While the nation’s grid runs on alternating current, many microgrids run on direct current to help bring down the cost. One of the challenges with DC systems is they have limited circuit breaker options to take them offline when something goes wrong, Corzine said. He said electricity keeps flowing, leaving the system vulnerable to fire.
Corzine said he has designed and built advanced DC circuit breakers and is now doing laboratory tests.
Much of the funding for Clemson’s facilities for energy systems development and testing comes from partnerships. With a $5 million gift, Duke Energy named the Electric Grid Research, Innovation and Development. Duke provided funds for laboratory infrastructure, educational program development and a Smart Grid Technology Endowed Chair for a future Clemson faculty member. The project involves a hardware-in-the-loop simulator that can replicate any grid to investigate how the grid and devices such as wind turbines and solar arrays interact, especially when the grid becomes unstable.

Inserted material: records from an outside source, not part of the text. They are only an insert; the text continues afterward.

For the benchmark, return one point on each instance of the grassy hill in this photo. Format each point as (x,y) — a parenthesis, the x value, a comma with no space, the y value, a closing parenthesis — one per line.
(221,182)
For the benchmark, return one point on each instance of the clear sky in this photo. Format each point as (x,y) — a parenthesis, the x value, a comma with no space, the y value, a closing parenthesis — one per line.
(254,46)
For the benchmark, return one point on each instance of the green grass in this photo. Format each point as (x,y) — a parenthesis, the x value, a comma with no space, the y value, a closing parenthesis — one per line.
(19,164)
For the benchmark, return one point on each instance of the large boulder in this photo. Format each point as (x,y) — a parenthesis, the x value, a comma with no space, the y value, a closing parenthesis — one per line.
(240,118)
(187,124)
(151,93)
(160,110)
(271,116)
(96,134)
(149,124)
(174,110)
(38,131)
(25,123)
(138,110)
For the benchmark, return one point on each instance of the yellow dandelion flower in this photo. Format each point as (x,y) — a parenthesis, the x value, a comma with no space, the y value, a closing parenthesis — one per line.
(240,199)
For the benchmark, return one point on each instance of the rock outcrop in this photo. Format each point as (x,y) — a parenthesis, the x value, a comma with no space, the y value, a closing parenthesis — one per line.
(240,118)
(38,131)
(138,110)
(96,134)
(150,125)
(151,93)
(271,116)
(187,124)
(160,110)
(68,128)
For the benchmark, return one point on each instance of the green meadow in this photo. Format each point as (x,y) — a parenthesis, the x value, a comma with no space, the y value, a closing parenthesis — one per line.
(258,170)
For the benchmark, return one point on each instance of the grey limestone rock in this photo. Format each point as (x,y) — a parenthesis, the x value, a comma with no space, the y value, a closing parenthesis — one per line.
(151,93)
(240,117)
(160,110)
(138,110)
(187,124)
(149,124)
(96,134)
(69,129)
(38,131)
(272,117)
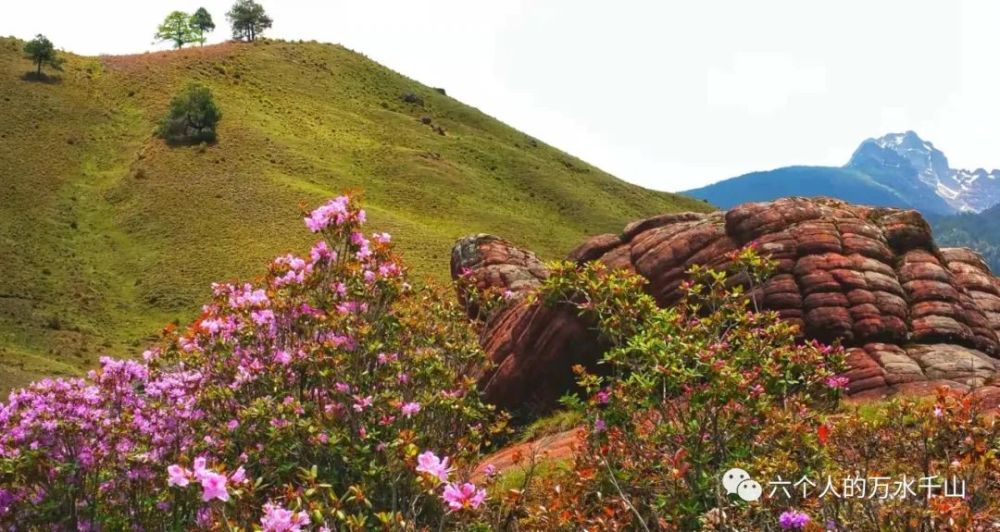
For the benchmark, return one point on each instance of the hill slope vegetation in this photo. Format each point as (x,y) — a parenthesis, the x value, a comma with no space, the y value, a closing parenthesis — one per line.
(107,234)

While valuable for testing, the eGRID will also provide experience for students who will become grid and power system engineers, said Sam Holeman, Duke Energy director of system operations engineering and training.
“They’ll bring this skill set to the companies they work for,” Holeman said.

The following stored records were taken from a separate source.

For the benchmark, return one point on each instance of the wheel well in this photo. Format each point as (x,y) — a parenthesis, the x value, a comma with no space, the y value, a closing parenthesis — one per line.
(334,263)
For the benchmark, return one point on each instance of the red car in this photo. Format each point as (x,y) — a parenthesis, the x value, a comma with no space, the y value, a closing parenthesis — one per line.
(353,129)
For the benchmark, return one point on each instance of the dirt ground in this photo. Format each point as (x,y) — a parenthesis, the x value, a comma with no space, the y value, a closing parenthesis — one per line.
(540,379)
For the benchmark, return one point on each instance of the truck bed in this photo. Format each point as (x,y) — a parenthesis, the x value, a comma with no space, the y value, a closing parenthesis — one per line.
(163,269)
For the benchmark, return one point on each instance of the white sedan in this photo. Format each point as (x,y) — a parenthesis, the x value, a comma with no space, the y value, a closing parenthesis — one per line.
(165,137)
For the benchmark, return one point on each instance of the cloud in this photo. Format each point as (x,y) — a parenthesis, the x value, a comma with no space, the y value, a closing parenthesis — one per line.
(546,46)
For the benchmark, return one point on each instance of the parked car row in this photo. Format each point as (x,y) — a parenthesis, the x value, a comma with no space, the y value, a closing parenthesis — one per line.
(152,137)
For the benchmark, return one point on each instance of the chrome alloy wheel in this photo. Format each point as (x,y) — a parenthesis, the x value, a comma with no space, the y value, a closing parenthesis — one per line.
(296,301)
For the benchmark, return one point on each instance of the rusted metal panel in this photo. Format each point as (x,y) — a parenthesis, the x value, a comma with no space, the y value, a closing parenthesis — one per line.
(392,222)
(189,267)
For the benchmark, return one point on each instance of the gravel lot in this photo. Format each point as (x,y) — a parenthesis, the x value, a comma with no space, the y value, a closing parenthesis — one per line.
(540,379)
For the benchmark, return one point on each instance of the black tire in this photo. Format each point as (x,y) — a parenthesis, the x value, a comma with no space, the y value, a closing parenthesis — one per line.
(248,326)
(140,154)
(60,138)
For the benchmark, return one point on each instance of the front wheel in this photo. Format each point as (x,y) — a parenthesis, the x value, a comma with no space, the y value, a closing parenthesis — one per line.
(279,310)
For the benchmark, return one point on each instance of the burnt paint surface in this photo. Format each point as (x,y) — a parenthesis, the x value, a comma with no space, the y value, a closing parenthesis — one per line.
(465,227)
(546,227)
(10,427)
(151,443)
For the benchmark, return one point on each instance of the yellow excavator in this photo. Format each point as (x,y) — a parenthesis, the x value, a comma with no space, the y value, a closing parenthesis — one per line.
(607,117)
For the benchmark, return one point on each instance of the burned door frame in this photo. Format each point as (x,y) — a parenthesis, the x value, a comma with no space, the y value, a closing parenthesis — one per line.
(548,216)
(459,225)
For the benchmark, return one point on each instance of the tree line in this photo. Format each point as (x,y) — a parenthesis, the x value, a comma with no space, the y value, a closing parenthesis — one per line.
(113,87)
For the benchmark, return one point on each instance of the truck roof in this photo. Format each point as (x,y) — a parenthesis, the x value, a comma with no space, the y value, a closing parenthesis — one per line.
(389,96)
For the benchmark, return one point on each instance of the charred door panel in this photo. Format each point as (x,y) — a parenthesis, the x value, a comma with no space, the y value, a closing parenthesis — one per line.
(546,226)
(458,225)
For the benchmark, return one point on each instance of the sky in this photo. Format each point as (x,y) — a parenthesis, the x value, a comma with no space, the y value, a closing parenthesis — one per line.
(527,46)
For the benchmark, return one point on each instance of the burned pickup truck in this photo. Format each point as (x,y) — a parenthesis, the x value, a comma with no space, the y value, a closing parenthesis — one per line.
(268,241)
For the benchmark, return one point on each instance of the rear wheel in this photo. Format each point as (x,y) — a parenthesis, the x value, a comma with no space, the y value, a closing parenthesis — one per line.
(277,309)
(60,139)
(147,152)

The eGRID is housed at the S.C. Electric and Gas Energy Innovation Center, located at Clemson University Restoration Institute in North Charleston. The utility supported the center with a $3.5 million gift.

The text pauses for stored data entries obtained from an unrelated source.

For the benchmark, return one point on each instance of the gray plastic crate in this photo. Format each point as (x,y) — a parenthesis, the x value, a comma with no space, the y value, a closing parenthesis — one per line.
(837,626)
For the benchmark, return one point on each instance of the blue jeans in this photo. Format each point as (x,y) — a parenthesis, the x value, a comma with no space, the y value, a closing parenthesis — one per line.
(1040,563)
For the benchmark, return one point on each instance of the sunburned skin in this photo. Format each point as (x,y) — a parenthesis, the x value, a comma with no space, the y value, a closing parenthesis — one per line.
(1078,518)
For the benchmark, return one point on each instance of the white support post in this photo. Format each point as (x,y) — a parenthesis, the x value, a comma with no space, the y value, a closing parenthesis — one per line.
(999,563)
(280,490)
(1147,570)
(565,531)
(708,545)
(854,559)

Dr. Elham Makram, the S.C. Electric and Gas Distinguished Professor of Electrical and Computer Engineering, said experience offered at the institute can’t be taught in the classroom. She is sending two graduate students to Charleston this year and expects to send more in years to come.
The restoration institute also houses an advanced testing facility for wind turbine drivetrains. The $98-million facility included $53 million in state and private contributions and a $45 million award from the U.S Department of Energy’s Office of Energy Efficiency and Renewable Energy.
A drivetrain takes energy generated by a turbine’s blades and increases the rotational speed to drive the electrical generator, similar to the transmission in a car.
Kumar Venayagamoorthy, Clemson’s Duke Energy Distinguished Professor of Electrical and Computer Engineering, is working on a monitoring system intended to help balance wind and solar power with conventional power generation.
Venayagamoorthy said that while shortfalls in wind and solar power can be balanced with conventional means, weather forecasts aren’t accurate enough to predict how much conventional power generation will be needed. He is working at the Real-Time Power and Intelligent Systems Laboratory at Clemson.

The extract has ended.